The main opposition Congress party has no right to talk about intolerance because it presided over anti-Sikh riots in 1984 that left about 3,000 people dead, Modi told a campaign rally in Bihar on Monday. Congress leaders were blamed for fomenting the violence days after former leader Indira Gandhi was assassinated by Sikh bodyguards.
“Till now tears from the eyes of victims of Sikh families have not been dried," Modi said. “You are enacting drama.”
India has seen tensions rise in recent months, with some members of Modi’s ruling Bharatiya Janata Party making inflammatory comments after a mob killed a Muslim man over rumors that he slaughtered a cow, an animal sacred in Hinduism, and ate beef. Hindus make up about 80 percent of India’s population, with Muslims accounting for 14 percent.
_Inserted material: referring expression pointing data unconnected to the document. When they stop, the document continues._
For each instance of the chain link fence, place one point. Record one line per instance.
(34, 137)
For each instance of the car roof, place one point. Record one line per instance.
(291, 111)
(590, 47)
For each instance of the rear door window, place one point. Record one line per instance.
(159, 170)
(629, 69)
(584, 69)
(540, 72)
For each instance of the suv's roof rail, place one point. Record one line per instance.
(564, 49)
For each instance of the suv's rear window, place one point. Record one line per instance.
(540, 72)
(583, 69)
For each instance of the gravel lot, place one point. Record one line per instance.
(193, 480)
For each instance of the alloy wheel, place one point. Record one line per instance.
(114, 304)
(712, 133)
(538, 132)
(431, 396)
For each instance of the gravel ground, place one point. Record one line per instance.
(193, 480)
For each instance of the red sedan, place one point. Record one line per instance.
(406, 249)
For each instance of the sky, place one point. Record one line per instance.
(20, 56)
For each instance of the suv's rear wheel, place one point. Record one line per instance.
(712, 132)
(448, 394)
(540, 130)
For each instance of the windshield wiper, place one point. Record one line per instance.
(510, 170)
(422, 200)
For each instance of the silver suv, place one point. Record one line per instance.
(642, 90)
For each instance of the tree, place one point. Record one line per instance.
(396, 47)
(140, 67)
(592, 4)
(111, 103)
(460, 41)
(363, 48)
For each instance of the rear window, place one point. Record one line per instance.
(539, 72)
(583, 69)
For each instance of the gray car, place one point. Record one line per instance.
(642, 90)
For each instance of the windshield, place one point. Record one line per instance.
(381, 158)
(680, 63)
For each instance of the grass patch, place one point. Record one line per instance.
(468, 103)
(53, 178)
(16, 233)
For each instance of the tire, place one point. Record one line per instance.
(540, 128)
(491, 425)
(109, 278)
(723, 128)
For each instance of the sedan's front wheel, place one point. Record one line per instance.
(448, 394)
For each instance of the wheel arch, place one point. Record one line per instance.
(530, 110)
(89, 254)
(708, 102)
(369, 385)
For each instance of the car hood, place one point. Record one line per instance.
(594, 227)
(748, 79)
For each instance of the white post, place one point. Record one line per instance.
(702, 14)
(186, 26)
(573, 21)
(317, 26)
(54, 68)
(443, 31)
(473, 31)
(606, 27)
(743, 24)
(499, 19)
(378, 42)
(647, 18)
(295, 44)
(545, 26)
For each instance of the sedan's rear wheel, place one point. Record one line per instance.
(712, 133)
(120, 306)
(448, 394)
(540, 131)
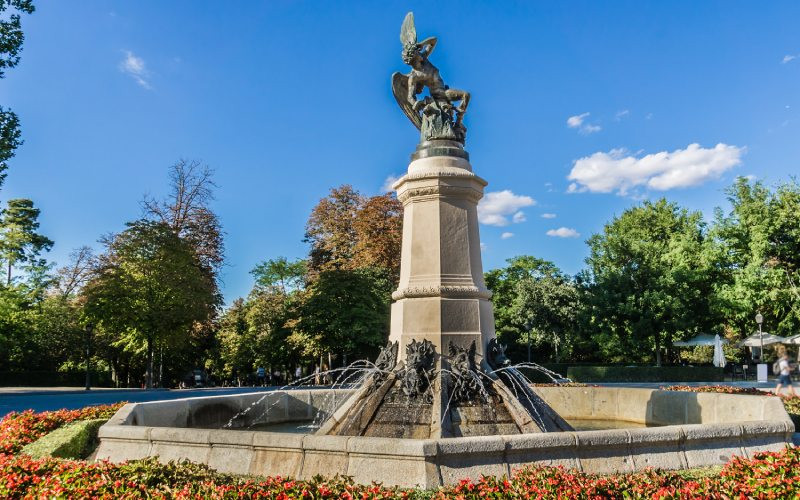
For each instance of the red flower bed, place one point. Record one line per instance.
(726, 389)
(19, 429)
(792, 405)
(766, 475)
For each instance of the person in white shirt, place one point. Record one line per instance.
(785, 375)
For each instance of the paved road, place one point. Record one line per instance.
(20, 400)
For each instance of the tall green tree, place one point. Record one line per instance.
(650, 281)
(347, 311)
(20, 243)
(757, 247)
(236, 342)
(511, 327)
(150, 287)
(280, 275)
(347, 230)
(549, 304)
(11, 39)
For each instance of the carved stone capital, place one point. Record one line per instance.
(438, 191)
(446, 291)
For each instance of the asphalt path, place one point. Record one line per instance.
(45, 401)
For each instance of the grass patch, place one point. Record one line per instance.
(74, 440)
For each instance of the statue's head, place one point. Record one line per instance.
(411, 54)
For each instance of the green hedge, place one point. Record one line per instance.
(645, 374)
(74, 440)
(54, 379)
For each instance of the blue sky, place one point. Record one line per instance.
(579, 110)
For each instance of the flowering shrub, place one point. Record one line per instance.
(792, 405)
(19, 429)
(564, 384)
(766, 475)
(726, 389)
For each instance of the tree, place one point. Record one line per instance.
(649, 280)
(330, 230)
(187, 211)
(549, 304)
(347, 311)
(236, 343)
(280, 275)
(379, 233)
(11, 39)
(757, 245)
(72, 277)
(347, 230)
(149, 288)
(504, 283)
(19, 241)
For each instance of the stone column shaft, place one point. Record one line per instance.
(442, 296)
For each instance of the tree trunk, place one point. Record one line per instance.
(148, 377)
(658, 349)
(161, 366)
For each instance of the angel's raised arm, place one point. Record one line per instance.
(428, 45)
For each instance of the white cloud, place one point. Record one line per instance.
(387, 184)
(134, 66)
(579, 122)
(563, 232)
(495, 208)
(620, 171)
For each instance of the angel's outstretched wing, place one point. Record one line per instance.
(408, 32)
(400, 91)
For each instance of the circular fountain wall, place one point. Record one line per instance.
(690, 430)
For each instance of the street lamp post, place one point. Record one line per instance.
(759, 320)
(89, 329)
(529, 327)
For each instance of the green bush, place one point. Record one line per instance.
(645, 374)
(75, 440)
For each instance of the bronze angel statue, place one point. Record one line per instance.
(435, 115)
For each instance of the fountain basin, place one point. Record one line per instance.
(691, 430)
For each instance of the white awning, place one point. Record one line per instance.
(699, 339)
(794, 339)
(755, 341)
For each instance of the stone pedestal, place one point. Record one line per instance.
(434, 379)
(441, 296)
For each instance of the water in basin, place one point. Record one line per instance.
(588, 424)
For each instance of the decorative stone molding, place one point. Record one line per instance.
(440, 191)
(446, 291)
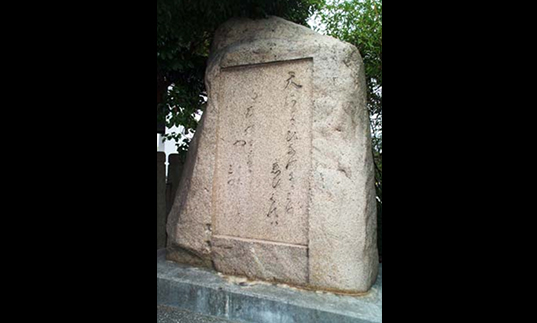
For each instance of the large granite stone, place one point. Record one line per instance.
(279, 182)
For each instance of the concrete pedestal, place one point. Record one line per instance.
(206, 292)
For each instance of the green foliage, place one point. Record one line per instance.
(184, 32)
(359, 22)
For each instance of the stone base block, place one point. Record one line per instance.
(209, 293)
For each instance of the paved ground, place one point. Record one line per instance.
(169, 315)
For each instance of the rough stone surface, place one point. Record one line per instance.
(172, 315)
(205, 292)
(279, 183)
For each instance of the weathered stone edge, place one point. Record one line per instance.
(205, 292)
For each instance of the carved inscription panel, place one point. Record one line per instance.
(264, 152)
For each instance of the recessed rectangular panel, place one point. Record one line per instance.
(264, 152)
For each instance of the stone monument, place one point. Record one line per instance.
(279, 181)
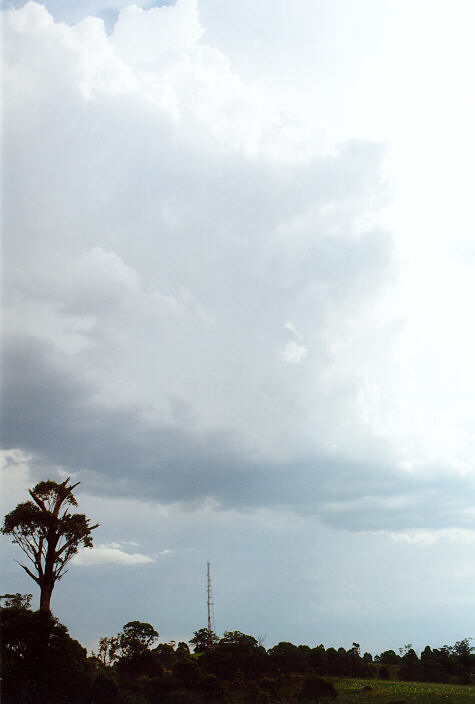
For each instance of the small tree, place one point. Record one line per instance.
(48, 533)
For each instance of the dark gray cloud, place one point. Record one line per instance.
(51, 412)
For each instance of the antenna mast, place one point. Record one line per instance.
(210, 611)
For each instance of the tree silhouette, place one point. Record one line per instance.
(48, 533)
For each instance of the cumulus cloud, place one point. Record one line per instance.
(293, 352)
(112, 554)
(164, 218)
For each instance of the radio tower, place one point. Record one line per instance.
(210, 611)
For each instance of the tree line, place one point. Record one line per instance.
(42, 664)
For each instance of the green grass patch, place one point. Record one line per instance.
(387, 692)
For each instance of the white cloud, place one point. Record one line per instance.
(112, 554)
(293, 352)
(431, 537)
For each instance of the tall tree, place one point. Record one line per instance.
(49, 533)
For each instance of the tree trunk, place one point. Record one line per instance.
(45, 596)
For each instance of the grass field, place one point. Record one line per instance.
(352, 691)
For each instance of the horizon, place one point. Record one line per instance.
(238, 288)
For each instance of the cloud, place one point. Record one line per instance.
(109, 554)
(165, 218)
(293, 352)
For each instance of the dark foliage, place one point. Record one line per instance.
(41, 663)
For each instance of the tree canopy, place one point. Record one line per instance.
(48, 533)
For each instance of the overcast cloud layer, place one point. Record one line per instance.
(204, 302)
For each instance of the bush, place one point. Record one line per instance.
(314, 689)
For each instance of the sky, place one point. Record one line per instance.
(238, 297)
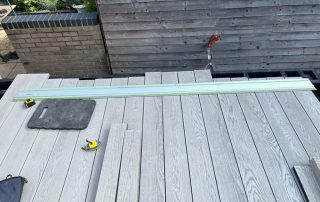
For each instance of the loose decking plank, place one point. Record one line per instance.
(225, 164)
(6, 103)
(251, 169)
(54, 176)
(128, 186)
(308, 182)
(17, 116)
(23, 142)
(113, 114)
(306, 131)
(177, 178)
(77, 181)
(273, 160)
(39, 155)
(202, 176)
(108, 182)
(152, 184)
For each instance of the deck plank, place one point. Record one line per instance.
(152, 187)
(39, 155)
(6, 102)
(251, 169)
(108, 182)
(225, 164)
(308, 182)
(128, 187)
(203, 182)
(23, 142)
(113, 114)
(308, 134)
(177, 178)
(77, 181)
(273, 160)
(17, 117)
(54, 176)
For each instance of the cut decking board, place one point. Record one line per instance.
(273, 160)
(306, 131)
(308, 182)
(16, 118)
(251, 169)
(37, 160)
(152, 184)
(227, 172)
(23, 142)
(77, 181)
(113, 114)
(202, 176)
(169, 89)
(54, 176)
(108, 182)
(177, 178)
(128, 185)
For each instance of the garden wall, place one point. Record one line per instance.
(64, 45)
(152, 35)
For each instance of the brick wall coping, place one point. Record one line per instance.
(50, 20)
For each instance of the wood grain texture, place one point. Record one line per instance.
(308, 134)
(23, 142)
(225, 164)
(202, 176)
(54, 176)
(16, 119)
(278, 172)
(308, 182)
(152, 182)
(162, 30)
(39, 155)
(113, 114)
(177, 178)
(128, 187)
(108, 181)
(77, 181)
(251, 169)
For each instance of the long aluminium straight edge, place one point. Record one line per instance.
(168, 89)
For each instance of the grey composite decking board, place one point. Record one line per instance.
(157, 24)
(23, 142)
(152, 182)
(114, 113)
(41, 150)
(129, 179)
(315, 166)
(78, 179)
(14, 121)
(311, 105)
(283, 130)
(308, 182)
(59, 162)
(272, 158)
(227, 172)
(306, 131)
(251, 169)
(6, 103)
(108, 180)
(177, 177)
(202, 176)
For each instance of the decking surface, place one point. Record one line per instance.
(228, 147)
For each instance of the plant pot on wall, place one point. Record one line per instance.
(79, 8)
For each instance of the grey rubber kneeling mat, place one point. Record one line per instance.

Concerns are growing that tension between religious groups may hijack Modi’s economic agenda. In a report last week, Moody’s Analytics said Modi must keep his members in check or risk losing domestic and global credibility.
Central bank Governor Raghuram Rajan weighed in on Saturday, saying in a speech that tolerance is important for faster growth. Finance Minister Arun Jaitley responded the next day, saying in a Facebook post that India “remains a highly tolerant and liberal society," and the mob murder was a “stray incident."
Congress party chief Sonia Gandhi, Indira Gandhi’s daughter-in-law, plans to lead supporters to petition India’s president on Monday to take action against rising intolerance. Dozens of writers, scientists and artists recently returned national awards to protest a climate of intolerance epitomized by the killing of scholars who had been criticized by Hindu groups.
Election results in Bihar will be tallied on Nov. 8. A victory could help Modi further his goal of controlling India’s upper house of the national parliament and passing stalled economic proposals.